Incorrect. You confused bit and bytes.
A 1 TiB file is 1024^4=1,099,511,627,776 bytes.
A gigabit connection can transfer (again assuming no overhead) 1,000,000,000 bits, or 125,000,000 bytes per second.
So the answer is 1,099,511,627,776 / 125,000,000 = ~8796 seconds
Powers of 2 only need to be used when measuring bits. So 1 Kb/s is 1024 bits per second, but 1 kHz is 1000 Hz. I have no reason to be confused about my scope sample rate or CPU frequency since neither is a measure of bits or bits per second.
Incorrect. (Data) bits have nothing to do with it per se. Ethernet is using bit rates based on base 10, so there nothing in that particular example that warrants use of base 2, per se.

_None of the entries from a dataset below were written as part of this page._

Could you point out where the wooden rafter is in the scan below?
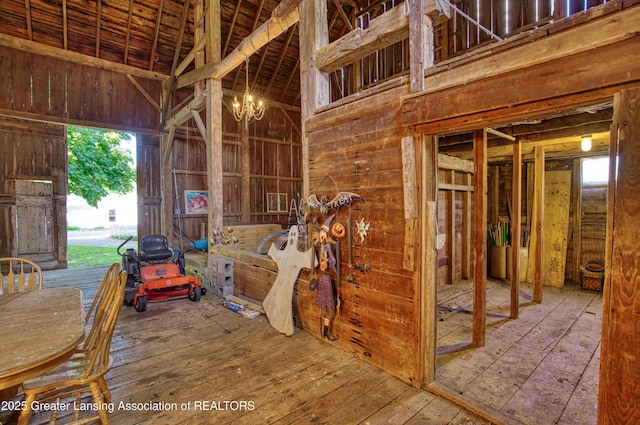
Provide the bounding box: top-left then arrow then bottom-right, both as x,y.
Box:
247,44 -> 269,91
176,0 -> 301,88
0,34 -> 162,80
231,0 -> 264,92
96,0 -> 102,58
149,0 -> 164,71
222,0 -> 242,53
122,0 -> 133,65
62,0 -> 68,50
127,74 -> 160,111
280,57 -> 300,100
333,0 -> 353,31
266,24 -> 297,93
175,38 -> 207,77
162,1 -> 191,122
24,0 -> 33,40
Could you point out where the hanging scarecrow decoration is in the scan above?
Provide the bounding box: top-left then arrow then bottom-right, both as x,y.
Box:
316,214 -> 338,341
303,181 -> 365,341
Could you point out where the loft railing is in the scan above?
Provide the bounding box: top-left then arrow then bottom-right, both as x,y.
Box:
330,0 -> 606,102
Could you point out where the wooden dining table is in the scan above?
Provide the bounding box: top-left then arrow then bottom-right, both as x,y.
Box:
0,288 -> 85,395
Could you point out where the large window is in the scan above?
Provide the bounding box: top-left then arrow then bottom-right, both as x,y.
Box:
582,156 -> 609,185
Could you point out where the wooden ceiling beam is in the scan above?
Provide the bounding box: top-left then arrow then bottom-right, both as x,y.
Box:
280,56 -> 300,101
176,0 -> 302,88
247,44 -> 269,91
125,0 -> 133,65
24,0 -> 33,41
96,0 -> 102,58
266,25 -> 296,93
231,0 -> 264,89
222,0 -> 242,53
0,33 -> 167,81
333,0 -> 353,31
62,0 -> 69,49
316,2 -> 409,73
149,0 -> 164,71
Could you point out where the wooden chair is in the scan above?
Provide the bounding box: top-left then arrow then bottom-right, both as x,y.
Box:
78,263 -> 120,351
18,272 -> 127,425
0,257 -> 42,295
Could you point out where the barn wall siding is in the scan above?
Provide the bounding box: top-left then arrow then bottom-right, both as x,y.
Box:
302,81 -> 419,385
0,47 -> 162,132
0,118 -> 67,269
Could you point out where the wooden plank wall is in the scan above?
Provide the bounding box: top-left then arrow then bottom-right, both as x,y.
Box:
302,82 -> 420,386
136,135 -> 162,237
598,88 -> 640,424
435,0 -> 605,62
0,118 -> 67,266
496,160 -> 607,283
578,181 -> 607,264
0,46 -> 162,132
165,107 -> 302,242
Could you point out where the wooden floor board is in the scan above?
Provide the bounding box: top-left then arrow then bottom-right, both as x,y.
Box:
17,267 -> 602,425
436,279 -> 602,425
11,267 -> 488,425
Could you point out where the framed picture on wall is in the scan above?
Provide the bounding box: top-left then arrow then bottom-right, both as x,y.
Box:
267,193 -> 287,212
184,190 -> 209,214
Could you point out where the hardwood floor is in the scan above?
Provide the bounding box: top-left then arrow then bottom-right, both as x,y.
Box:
15,268 -> 489,425
436,279 -> 602,425
8,267 -> 602,425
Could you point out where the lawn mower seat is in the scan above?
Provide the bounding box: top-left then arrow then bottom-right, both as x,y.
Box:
140,235 -> 173,262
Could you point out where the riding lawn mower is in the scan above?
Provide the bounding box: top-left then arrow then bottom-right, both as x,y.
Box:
117,235 -> 206,313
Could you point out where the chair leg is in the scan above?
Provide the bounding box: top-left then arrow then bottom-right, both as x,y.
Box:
98,376 -> 111,403
18,393 -> 36,425
89,381 -> 109,425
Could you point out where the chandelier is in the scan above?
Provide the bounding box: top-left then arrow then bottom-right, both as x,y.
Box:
233,58 -> 264,121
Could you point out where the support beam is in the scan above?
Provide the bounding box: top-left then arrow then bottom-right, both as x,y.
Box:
507,139 -> 522,319
460,173 -> 473,279
238,115 -> 251,223
472,130 -> 487,347
0,33 -> 167,81
445,170 -> 456,284
417,135 -> 438,388
208,0 -> 224,235
598,87 -> 640,424
529,147 -> 544,303
176,0 -> 302,88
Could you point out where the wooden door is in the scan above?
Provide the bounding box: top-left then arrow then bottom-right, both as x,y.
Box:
15,180 -> 55,261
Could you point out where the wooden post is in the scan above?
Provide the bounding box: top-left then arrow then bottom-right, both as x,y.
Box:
460,173 -> 473,279
418,136 -> 438,388
598,88 -> 640,424
446,170 -> 456,284
571,158 -> 582,282
529,146 -> 544,303
473,130 -> 487,347
507,139 -> 522,319
298,0 -> 329,199
409,0 -> 433,93
402,137 -> 418,271
239,115 -> 251,223
206,0 -> 223,235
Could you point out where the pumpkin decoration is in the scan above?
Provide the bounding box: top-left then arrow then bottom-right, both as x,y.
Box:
331,221 -> 347,239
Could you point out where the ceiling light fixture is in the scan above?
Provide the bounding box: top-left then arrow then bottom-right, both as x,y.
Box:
580,134 -> 591,152
233,58 -> 264,121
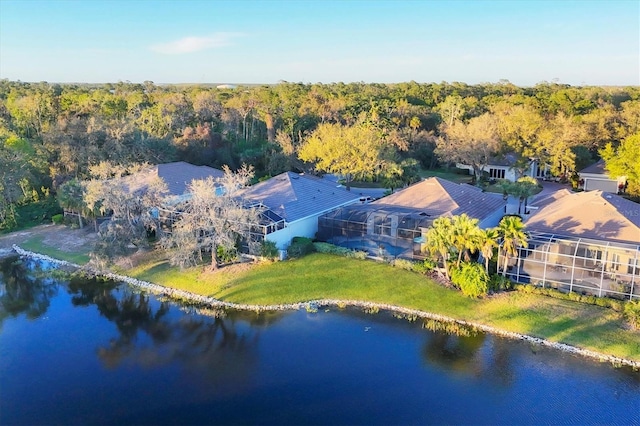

Where base 2 comes from is the physical layout of memory chips. You have an array of memory locations with a number of rows and number of columns which will both be a power of 2. This follow naturally from the way the address lines are used. A number of address bits (n) will be fed into a demultiplexer which will output one of 2^n rows or columns. There is no such "intrinsic reason" to use binary prefixes in the example "1024 bits per second". 1024 is just an arbitrary data rate. The array size of solid state memories is not arbitrary, but by design.
Just to be clear, I wouldn't want to force anyone to use binary prefixes. What I would encourage people to do is use whatever prefixes they use correctly. k, M, G, T are base 10 prefixes, period. If you use them for RAM, you ought use them correctly and say for example "4.3 GB", as described in my previous post.
Historically they could get away with it since the difference between 1 kB and 1 kiB is only 2.4%, but differences get larger now we're talking about TBytes and up.
This is an important point. For those may not get it, the difference between the binary and decimal prefixes increase for the bigger prefixes, since it accumulates for every multiplication by 1024.
ki = 1024 -> 2.4% difference
Mi = 1048576 -> 4.9% difference
Gi = 1073741824 -> 7.4% difference
Ti = 1099511627776 -> 10% difference
And it grows - no joke - exponentially.